3) But low and behold this man that you’ve given up almost all earthly pleasures for has now been tried, scrounged, and crucified.
4) You are so disappointed in this man that when push comes to shove and you have a chance to show your allegiance to him you publicly deny him not once, but rather three times.
5) Then three days later the women come back from the tomb. They say we have seen Jesus risen and you go to the tomb and it is empty.
I can understand the perplexity and amazement. That’s a lot of mind bending realities in a few short days!
6) And then Jesus somewhere and at some point on Sunday appears to Peter. And everything changes AGAIN!

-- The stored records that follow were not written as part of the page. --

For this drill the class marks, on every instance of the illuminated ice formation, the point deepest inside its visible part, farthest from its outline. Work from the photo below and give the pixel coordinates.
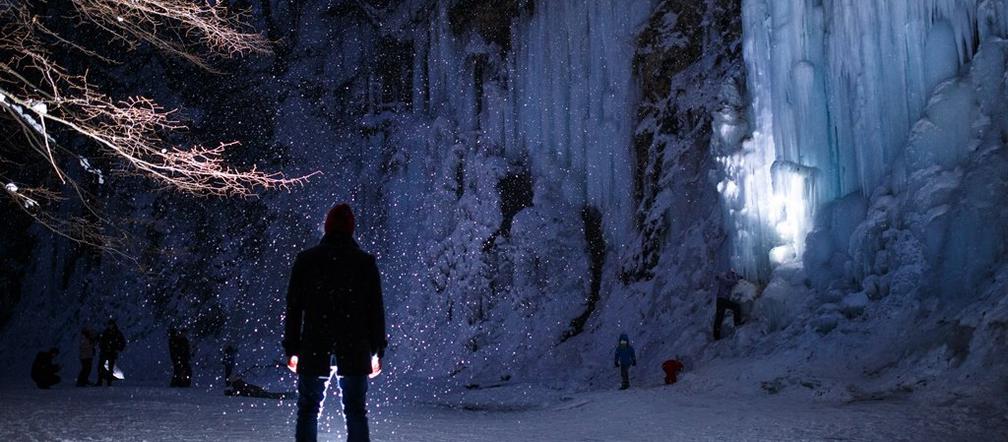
(835, 89)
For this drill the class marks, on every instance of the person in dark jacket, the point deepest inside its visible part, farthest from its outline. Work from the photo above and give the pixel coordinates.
(110, 344)
(228, 359)
(178, 349)
(725, 285)
(87, 348)
(44, 370)
(625, 358)
(335, 314)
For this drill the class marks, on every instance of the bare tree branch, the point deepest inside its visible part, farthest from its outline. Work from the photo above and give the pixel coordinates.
(44, 103)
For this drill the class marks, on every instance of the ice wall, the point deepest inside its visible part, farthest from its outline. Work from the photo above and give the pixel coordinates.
(835, 89)
(567, 103)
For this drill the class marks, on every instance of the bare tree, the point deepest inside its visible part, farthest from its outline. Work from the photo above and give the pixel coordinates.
(42, 104)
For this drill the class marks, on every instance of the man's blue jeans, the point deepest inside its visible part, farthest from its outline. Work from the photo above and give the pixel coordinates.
(311, 394)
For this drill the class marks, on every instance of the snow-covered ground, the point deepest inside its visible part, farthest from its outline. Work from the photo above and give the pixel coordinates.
(687, 411)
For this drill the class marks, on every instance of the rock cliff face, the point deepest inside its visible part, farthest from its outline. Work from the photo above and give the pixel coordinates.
(532, 176)
(538, 177)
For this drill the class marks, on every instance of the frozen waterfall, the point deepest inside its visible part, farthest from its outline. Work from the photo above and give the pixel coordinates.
(569, 102)
(835, 89)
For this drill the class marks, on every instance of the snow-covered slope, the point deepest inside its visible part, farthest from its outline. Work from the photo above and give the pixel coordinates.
(536, 178)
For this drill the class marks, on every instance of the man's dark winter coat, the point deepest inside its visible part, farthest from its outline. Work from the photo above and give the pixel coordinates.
(335, 307)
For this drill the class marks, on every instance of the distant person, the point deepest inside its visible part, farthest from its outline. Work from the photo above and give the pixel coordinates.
(625, 358)
(724, 285)
(110, 344)
(228, 359)
(178, 349)
(44, 369)
(334, 309)
(87, 349)
(671, 367)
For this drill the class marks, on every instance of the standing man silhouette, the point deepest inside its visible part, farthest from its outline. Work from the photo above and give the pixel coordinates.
(335, 317)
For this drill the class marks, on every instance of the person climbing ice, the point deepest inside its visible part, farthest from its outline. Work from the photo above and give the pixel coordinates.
(335, 316)
(625, 358)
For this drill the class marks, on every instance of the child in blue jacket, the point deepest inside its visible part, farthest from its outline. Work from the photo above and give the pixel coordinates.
(625, 358)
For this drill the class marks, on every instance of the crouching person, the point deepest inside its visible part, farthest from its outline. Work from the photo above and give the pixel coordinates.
(335, 317)
(44, 370)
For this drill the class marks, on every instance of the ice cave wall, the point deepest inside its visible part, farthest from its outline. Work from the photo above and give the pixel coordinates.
(838, 90)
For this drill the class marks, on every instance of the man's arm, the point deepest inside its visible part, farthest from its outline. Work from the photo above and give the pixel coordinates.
(378, 337)
(295, 311)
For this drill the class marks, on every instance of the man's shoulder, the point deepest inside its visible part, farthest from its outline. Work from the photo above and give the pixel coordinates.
(323, 251)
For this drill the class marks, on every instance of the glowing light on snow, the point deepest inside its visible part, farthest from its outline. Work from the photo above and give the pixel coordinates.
(375, 366)
(116, 372)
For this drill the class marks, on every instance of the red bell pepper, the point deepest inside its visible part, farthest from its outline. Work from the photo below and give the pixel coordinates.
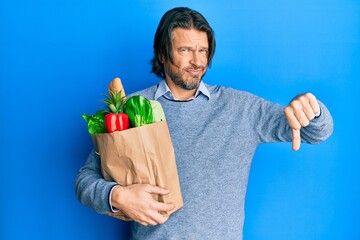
(116, 122)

We don’t know exactly where Jesus appeared to Peter. I suspect that it was some time when Peter was walking back from the grave or immediately when Peter got home since Luke says that’s where Peter was headed. But it doesn’t matter. All that matters is that Peter testifies to Jesus’ appearance.
Who is this Peter?
Peter was a fisherman on the Sea of Galilee. He was one of the first of the disciples. He was the first to proclaim that Jesus was the Christ, the Son of God. He was also the one Jesus resoundingly rebuked on a number of occasions. He is well known for the one who denied Christ three times during the trial of Jesus. On the one hand he was zealous for Jesus, but on the other hand when his own life was the least bit threatened he was ready to deny Jesus. One thing that gives credibility to the gospel witness is the gospels never gloss over the failures of its church leaders. The gospels paint the disciples as zealous, but also as weak and sometimes really dumb and blind.
Yet this same Peter turned into the leading spokesman for the church 50 days later in the very city that crucified Jesus.
And according to the early church historians this same Peter died by crucifixion for this same Jesus. But he was crucified upside down, because he believed he was not worthy to be crucified right side up like Jesus.
So here are some questions: Is Peter’s testimony credible? Would it hold up in a court of law? Is he the kind of man that would fabricate this type of message for his own benefit?
So if you are sitting on a jury and you hear his testimony to the resurrrection of Jesus would you believe him? Why or why not?